J’ai passé la majeure partie de ma vie près d’un océan, et ça me manque terriblement. L’horizon me manque.
Ironiquement, je n’ai jamais vécu dans une petite ville, mais je commence à me demander si c’est exactement ce dont j’ai besoin. Le prochain endroit où je vis doit avoir une nature plus accessible. Je ne sais pas où cela peut être mais je le cherche.
Berlin est trop granuleux pour moi
Quand j’ai déménagé pour la première fois à Berlin, l’une des choses que j’aimais c’était la granularité. C’est étrange car cela m’a lentement mais sûrement mis mal à l’aise.
Même si j’aime mon quartier, je ne peux pas me rendre de la gare à ma porte d’entrée sans qu’on me propose de la cocaïne un samedi soir. J’ai rencontré des gens qui se prenaient de l’héroïne dans la gare quatre fois maintenant, et quand je suis seul, c’est effrayant d’être entouré de gens imprévisibles. Je ne sais jamais dans quoi je pourrais marcher.
Je sais que la dépendance est glissante, séduisante et ingérable, et je ne blâme pas ceux qui souffrent. Je ne connais pas les réponses, mais c’est un aspect de la vie dans une grande ville qui devient plus difficile pour moi d’année en année.
J’espère, au fait, que cela ne dissuadera personne de visiter. Il m’a fallu 5 ans pour avoir ces démêlés et, dans l’ensemble, Berlin est une ville sûre, beaucoup plus sûre que les villes américaines.
J’aime la version de moi qui voyage mieux
J’ai commencé à remarquer quelque chose sur moi-même, en particulier lorsque j’étais en Afrique australe, au Canada et dans une grande partie des États-Unis – je suis une meilleure version de moi là-bas.
Bien que j’aimerais être toujours souriant et accessible, mon environnement me le fait davantage ressortir.

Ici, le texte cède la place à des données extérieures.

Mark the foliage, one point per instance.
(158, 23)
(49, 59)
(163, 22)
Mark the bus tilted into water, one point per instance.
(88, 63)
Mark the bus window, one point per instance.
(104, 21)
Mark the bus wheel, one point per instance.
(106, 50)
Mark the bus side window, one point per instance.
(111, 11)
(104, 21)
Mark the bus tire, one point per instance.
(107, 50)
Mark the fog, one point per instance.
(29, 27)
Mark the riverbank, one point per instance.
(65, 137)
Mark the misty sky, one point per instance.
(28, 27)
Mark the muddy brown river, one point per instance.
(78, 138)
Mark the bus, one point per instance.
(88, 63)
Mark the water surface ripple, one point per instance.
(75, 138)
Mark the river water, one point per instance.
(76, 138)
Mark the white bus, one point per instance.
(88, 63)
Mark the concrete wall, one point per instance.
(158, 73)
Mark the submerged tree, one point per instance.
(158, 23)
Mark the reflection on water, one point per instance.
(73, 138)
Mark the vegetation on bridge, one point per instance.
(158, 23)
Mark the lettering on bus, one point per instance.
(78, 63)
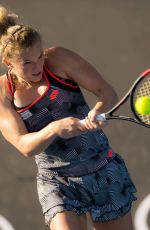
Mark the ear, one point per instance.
(7, 63)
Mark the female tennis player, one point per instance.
(41, 106)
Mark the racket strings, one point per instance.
(143, 89)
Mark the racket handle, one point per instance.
(100, 117)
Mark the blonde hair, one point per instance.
(14, 36)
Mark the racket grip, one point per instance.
(100, 117)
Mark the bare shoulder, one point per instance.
(4, 94)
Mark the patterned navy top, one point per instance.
(62, 98)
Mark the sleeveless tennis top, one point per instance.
(73, 156)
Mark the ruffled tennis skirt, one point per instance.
(106, 194)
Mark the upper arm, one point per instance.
(81, 71)
(11, 125)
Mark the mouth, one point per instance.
(37, 74)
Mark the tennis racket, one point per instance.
(140, 88)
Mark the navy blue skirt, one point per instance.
(106, 194)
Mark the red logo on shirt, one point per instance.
(54, 94)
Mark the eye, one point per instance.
(27, 63)
(41, 55)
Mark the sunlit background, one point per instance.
(114, 36)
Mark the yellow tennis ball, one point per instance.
(142, 105)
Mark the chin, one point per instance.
(37, 78)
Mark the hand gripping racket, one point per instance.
(139, 89)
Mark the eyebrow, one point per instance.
(38, 57)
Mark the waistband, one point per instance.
(83, 168)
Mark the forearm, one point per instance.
(31, 144)
(106, 100)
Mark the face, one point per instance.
(29, 65)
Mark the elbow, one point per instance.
(26, 153)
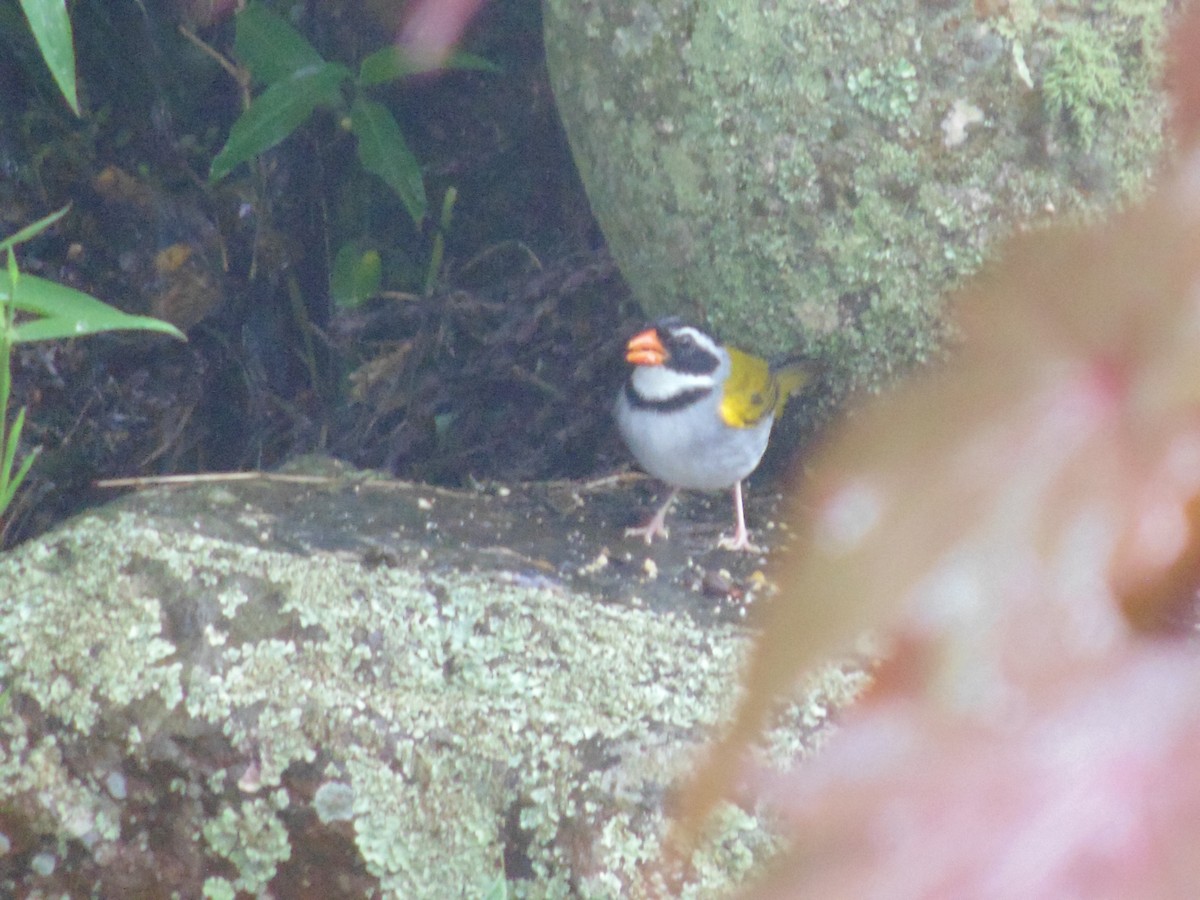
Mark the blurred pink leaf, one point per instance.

J’aime vraiment sourire aux gens sur le trottoir, avoir des conversations aléatoires avec de parfaits inconnus et être extérieurement amical avec tout le monde. C’est juste mieux pour moi et c’est quelque chose que j’attends davantage des gens du prochain endroit où j’habite. Je sais que je peux le faire ici, mais cela ne fait tout simplement pas partie de la culture, et c’est certainement plus facile quand les autres me le reflètent.

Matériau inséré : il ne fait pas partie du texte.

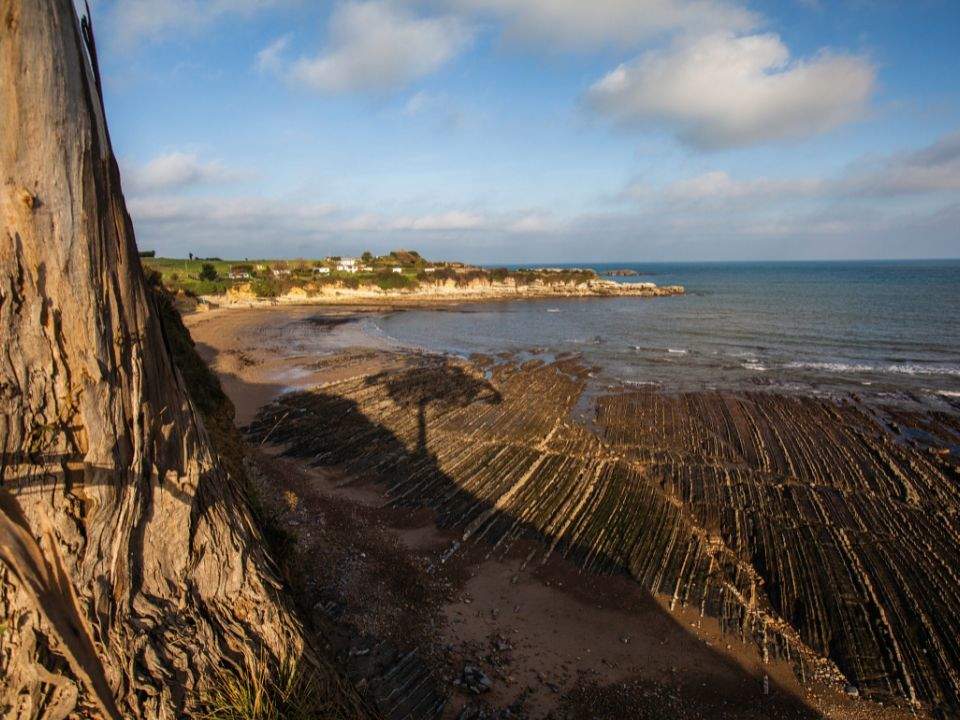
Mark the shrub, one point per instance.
(266, 690)
(265, 287)
(208, 287)
(389, 280)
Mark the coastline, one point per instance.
(440, 293)
(276, 351)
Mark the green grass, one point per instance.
(263, 691)
(184, 275)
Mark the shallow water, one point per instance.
(871, 327)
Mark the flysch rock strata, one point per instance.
(819, 529)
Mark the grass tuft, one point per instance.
(263, 691)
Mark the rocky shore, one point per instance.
(691, 556)
(439, 292)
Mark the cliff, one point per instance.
(133, 577)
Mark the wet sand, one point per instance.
(541, 630)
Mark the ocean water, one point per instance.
(884, 328)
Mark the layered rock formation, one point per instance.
(816, 528)
(131, 573)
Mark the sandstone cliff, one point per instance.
(131, 571)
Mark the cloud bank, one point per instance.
(585, 25)
(723, 91)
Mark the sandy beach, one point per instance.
(551, 631)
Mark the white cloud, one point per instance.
(717, 186)
(452, 220)
(269, 59)
(723, 91)
(534, 223)
(583, 24)
(377, 46)
(176, 170)
(930, 173)
(134, 20)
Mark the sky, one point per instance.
(537, 130)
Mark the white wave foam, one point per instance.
(895, 369)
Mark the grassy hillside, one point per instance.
(270, 278)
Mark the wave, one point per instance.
(895, 369)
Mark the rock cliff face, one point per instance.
(130, 568)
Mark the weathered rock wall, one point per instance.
(130, 568)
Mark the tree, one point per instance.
(130, 567)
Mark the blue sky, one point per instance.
(538, 130)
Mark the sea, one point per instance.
(878, 328)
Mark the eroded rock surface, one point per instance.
(820, 529)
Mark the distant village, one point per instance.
(398, 262)
(397, 270)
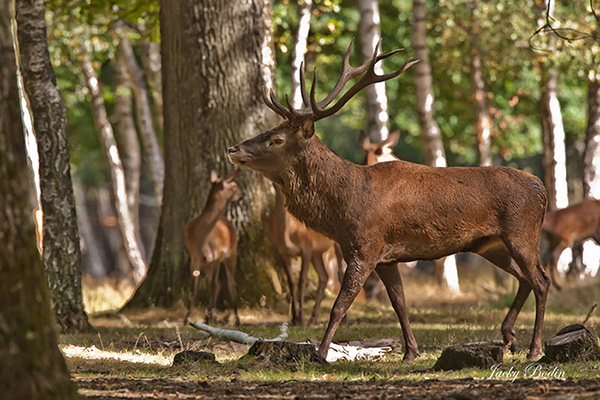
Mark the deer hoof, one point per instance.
(409, 357)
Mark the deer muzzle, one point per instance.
(236, 155)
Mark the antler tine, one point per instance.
(313, 102)
(296, 113)
(348, 72)
(281, 109)
(367, 79)
(303, 86)
(263, 93)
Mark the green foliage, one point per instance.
(512, 59)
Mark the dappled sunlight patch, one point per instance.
(136, 356)
(101, 295)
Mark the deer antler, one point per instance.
(319, 110)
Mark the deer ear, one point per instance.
(213, 176)
(231, 176)
(307, 129)
(364, 140)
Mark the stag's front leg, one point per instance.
(354, 279)
(390, 275)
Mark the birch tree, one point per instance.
(212, 100)
(300, 47)
(115, 166)
(370, 35)
(553, 132)
(32, 366)
(431, 137)
(62, 251)
(483, 124)
(143, 113)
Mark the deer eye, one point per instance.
(276, 141)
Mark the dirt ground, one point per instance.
(130, 356)
(459, 389)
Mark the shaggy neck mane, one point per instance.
(317, 184)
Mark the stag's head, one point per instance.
(225, 187)
(270, 152)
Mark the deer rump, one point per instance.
(431, 212)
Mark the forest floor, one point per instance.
(130, 355)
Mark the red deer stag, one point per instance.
(425, 212)
(382, 152)
(291, 238)
(565, 227)
(210, 240)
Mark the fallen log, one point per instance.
(470, 355)
(572, 343)
(238, 336)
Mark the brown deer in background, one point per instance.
(210, 240)
(568, 226)
(291, 239)
(424, 212)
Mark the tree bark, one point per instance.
(62, 252)
(129, 147)
(150, 53)
(591, 162)
(144, 118)
(483, 126)
(215, 58)
(433, 147)
(553, 132)
(115, 166)
(553, 137)
(90, 248)
(300, 46)
(32, 366)
(370, 34)
(591, 156)
(430, 131)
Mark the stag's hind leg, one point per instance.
(213, 270)
(501, 257)
(526, 256)
(195, 271)
(390, 275)
(354, 279)
(230, 272)
(317, 261)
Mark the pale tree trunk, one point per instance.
(483, 124)
(433, 147)
(430, 131)
(370, 34)
(129, 147)
(591, 166)
(144, 118)
(90, 248)
(150, 54)
(115, 167)
(62, 252)
(553, 132)
(212, 98)
(300, 46)
(553, 137)
(32, 366)
(591, 157)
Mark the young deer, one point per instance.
(424, 213)
(565, 227)
(291, 239)
(210, 240)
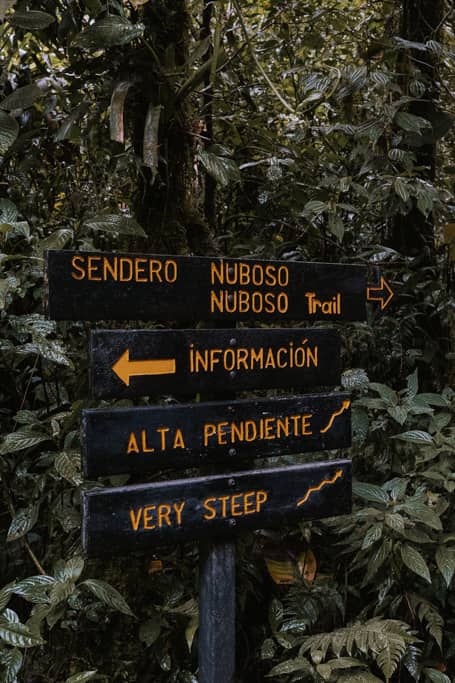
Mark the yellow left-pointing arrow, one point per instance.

Je commence à me demander pourquoi je suis si loin des gens que j’aime
Enfin, ma plus grande raison de partir est d’être plus proche de ceux que j’aime. Quand j’ai quitté la Californie pour la première fois, je voulais juste voir le monde et vivre quelque chose de nouveau. Cependant, mes amis proches et ma famille en Californie sont toujours importants pour moi. J’ai de la chance d’avoir pu nouer des liens encore plus profonds avec mes amis à la maison qu’avant mon départ, et je me demande pourquoi j’ai mis un océan entre moi et les gens que j’aime tant.
Cette expérience m’a appris à quel point ces relations sont précieuses et à quel point je veux les entretenir. Nous n’avons que peu de temps sur Terre et je veux le passer avec les gens que j’aime.

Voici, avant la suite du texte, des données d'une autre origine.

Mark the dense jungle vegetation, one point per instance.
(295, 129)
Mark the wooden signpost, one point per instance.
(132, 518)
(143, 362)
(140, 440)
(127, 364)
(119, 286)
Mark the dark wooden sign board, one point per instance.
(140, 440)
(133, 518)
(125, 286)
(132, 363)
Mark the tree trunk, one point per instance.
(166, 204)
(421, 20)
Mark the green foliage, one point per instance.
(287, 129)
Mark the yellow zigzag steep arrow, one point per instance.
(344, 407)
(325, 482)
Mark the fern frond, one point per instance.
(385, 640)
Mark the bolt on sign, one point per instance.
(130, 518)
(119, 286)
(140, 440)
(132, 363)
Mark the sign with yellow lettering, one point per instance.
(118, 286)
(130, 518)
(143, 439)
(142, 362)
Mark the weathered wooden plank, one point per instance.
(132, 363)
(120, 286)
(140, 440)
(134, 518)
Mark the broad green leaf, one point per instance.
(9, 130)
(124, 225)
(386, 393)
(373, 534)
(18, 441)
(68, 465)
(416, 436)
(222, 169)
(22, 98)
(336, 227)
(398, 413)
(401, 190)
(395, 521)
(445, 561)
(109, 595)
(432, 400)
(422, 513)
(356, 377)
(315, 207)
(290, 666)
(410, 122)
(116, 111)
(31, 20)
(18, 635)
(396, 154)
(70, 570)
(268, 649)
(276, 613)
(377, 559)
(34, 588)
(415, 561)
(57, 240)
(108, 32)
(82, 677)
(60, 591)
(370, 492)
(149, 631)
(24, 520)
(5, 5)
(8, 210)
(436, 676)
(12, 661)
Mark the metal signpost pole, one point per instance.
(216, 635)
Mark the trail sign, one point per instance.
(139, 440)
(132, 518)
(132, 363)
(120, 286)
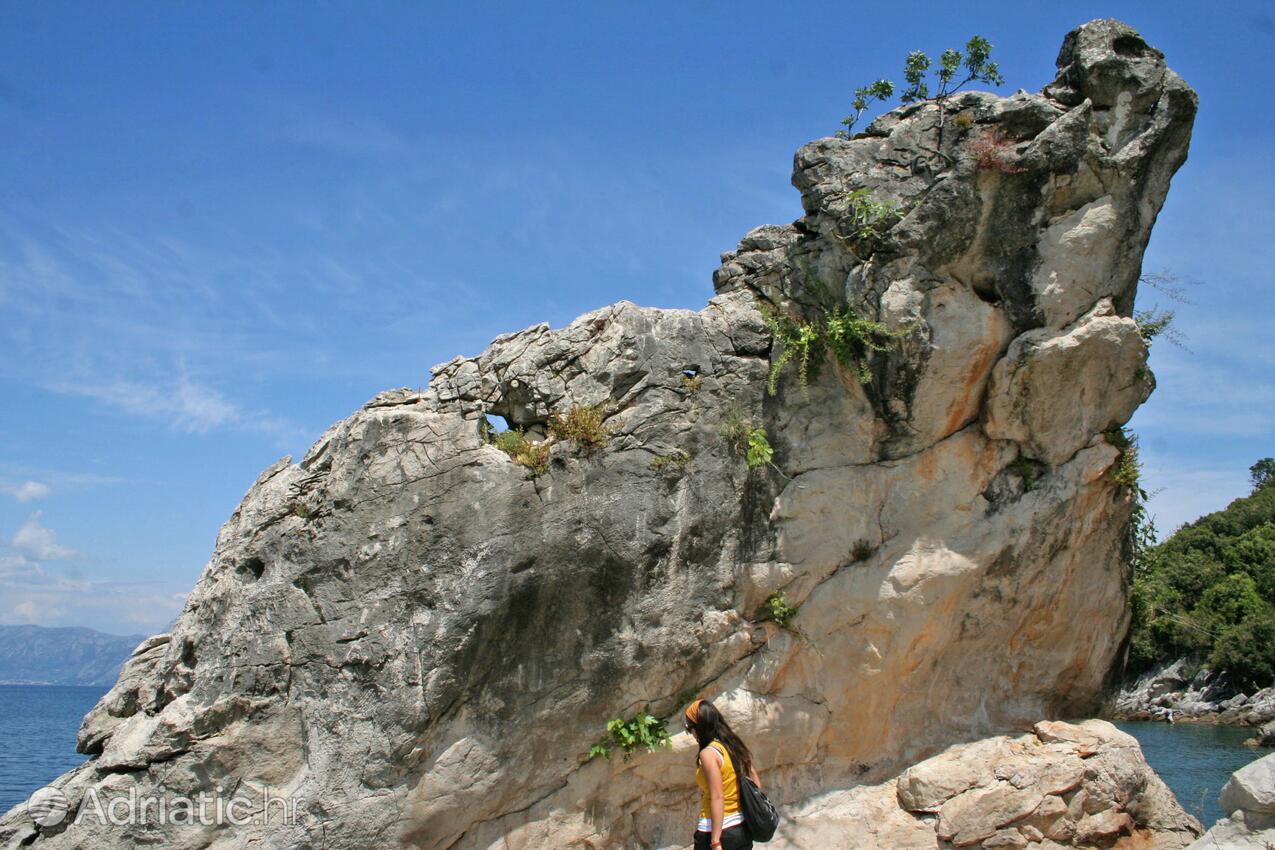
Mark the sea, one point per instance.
(38, 725)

Cela dit, je pense que tout le monde devrait être un expatrié au moins une fois dans la vie et voir ce que c’est que de vivre dans une autre langue, une autre culture, et d’apprécier ce que c’est que de s’assimiler et d’être dans un endroit où rien n’est familier et où tout est une expérience d’apprentissage.
Dans l’ensemble, je ne pourrais pas être plus reconnaissant d’avoir pu vivre dans la ville la plus cool du monde à son apogée. Je reconnais à quel point je suis privilégié de pouvoir prendre ces décisions quant à l’endroit où je souhaite vivre, et j’apprécie le passeport que j’ai qui me permet de suivre mes caprices.
Je ne sais pas où sera ma prochaine maison, mais je veux qu’elle soit plus proche des gens que j’aime, plus proche de la nature et des gens avec qui je me sens connecté. En janvier, je prévois de redevenir nomade.
La route est mon endroit heureux, alors pourquoi le nier ?
Merci, Berlin, pour cinq belles années. Je ne serais pas qui je suis sans toi.